Gregory Polanco and the Pittsburgh Pirates agreed on a five-year contract extension with two club options that locks in the prime years of the young outfielder, something with which the Pirates have found significant success in recent years, a source with knowledge of the club’s dealings told Yahoo Sports.
The deal is believed to guarantee Polanco in the mid-$30 million range, the source said, and should be announced this week. Polanco rejected Pittsburgh’s seven-year, $25 million offer that included three club options before his major league debut in June 2014. In the season and a half since, the 24-year-old right fielder has shown flashes of the brilliance that made him one of baseball’s top prospects before his debut.

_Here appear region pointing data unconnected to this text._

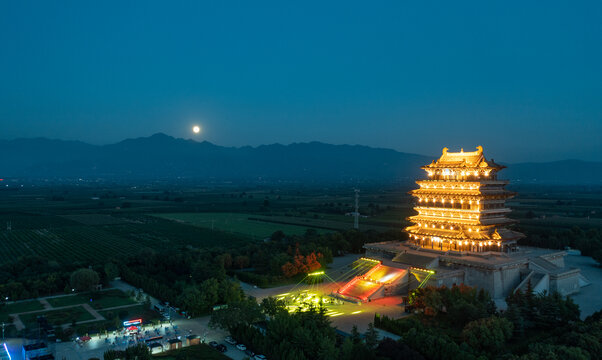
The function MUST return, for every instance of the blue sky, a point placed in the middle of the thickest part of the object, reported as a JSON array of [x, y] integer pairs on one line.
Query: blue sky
[[523, 79]]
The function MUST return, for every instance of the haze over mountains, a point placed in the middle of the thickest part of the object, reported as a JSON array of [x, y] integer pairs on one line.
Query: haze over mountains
[[164, 157]]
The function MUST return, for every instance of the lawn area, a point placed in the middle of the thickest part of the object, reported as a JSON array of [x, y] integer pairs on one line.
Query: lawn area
[[235, 223], [111, 298], [132, 312], [69, 300], [102, 300], [57, 317], [201, 351], [19, 307]]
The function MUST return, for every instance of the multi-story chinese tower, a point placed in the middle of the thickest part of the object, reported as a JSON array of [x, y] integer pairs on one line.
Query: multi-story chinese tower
[[461, 236], [461, 206]]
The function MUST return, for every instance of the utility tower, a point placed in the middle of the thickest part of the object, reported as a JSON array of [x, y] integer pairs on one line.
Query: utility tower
[[356, 214]]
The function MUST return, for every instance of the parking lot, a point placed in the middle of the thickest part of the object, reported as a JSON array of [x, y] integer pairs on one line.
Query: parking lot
[[97, 345]]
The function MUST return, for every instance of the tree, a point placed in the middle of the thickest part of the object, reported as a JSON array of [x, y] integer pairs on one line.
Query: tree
[[242, 313], [488, 334], [84, 280], [111, 270], [371, 337]]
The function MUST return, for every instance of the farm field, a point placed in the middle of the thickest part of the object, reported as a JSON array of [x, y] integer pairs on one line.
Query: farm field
[[237, 223], [93, 244]]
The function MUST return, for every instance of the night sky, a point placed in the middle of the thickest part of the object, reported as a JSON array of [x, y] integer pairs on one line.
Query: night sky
[[523, 79]]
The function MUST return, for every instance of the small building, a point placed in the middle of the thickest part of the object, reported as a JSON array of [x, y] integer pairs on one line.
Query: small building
[[36, 351], [192, 340], [155, 348], [175, 344]]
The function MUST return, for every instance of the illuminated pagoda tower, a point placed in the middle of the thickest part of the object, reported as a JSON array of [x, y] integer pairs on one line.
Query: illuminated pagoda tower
[[461, 205]]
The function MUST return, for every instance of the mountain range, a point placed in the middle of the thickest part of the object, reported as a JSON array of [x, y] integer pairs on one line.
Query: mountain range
[[163, 157]]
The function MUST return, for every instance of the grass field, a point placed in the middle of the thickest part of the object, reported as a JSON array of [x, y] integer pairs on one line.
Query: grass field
[[104, 299], [236, 223], [19, 307], [57, 317], [132, 312]]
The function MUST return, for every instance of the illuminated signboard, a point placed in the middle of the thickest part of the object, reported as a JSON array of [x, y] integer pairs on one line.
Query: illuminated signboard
[[132, 322]]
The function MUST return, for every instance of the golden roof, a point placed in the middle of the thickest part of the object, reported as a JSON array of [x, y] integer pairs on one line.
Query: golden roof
[[463, 159]]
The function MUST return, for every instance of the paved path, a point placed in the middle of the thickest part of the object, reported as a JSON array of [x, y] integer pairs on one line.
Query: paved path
[[46, 304], [94, 313]]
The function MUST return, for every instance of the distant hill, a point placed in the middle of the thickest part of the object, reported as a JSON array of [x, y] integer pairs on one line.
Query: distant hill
[[164, 157]]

Those spells of success have been evened out by deep droughts, including the first half last season, during which he hit just .228/.290/.379. The Pirates believe Polanco’s second-half line of .284/.347/.383 is more indicative of the player he can be, and as they did with Andrew McCutchen and Starling Marte, they’re placing a strong financial bet that Polanco can produce similarly well.
The contract, which will begin in the 2017 season, is similar to the six-year, $31 million deal Marte signed coming off a strong 2013. He has outproduced it with stellar back-to-back years, and the Pirates hold two options on Marte that keep him under club control through the 2021 season. McCutchen signed his deal a year later in service time than Polanco and Marte, and his might be the best of all: six years, $51.5 million with a club option for another $14.5 million, and he has won an MVP award and finished in the top five in the other three seasons.
The biggest question about Polanco is his ability to translate a 6-foot-5, 230-pound frame into more power. Polanco’s aptitude for hitting the ball hard is not in question; in the Pirates’ Opening Day win Sunday, he whacked a single at 112 mph and a double at 109 mph, both elite exit velocities, according to Statcast.
In 652 plate appearances last season, Polanco hit only nine home runs. If he can tap into his power, he’ll make the Pirates’ trend of locking up their outfielders even more successful than it has been already.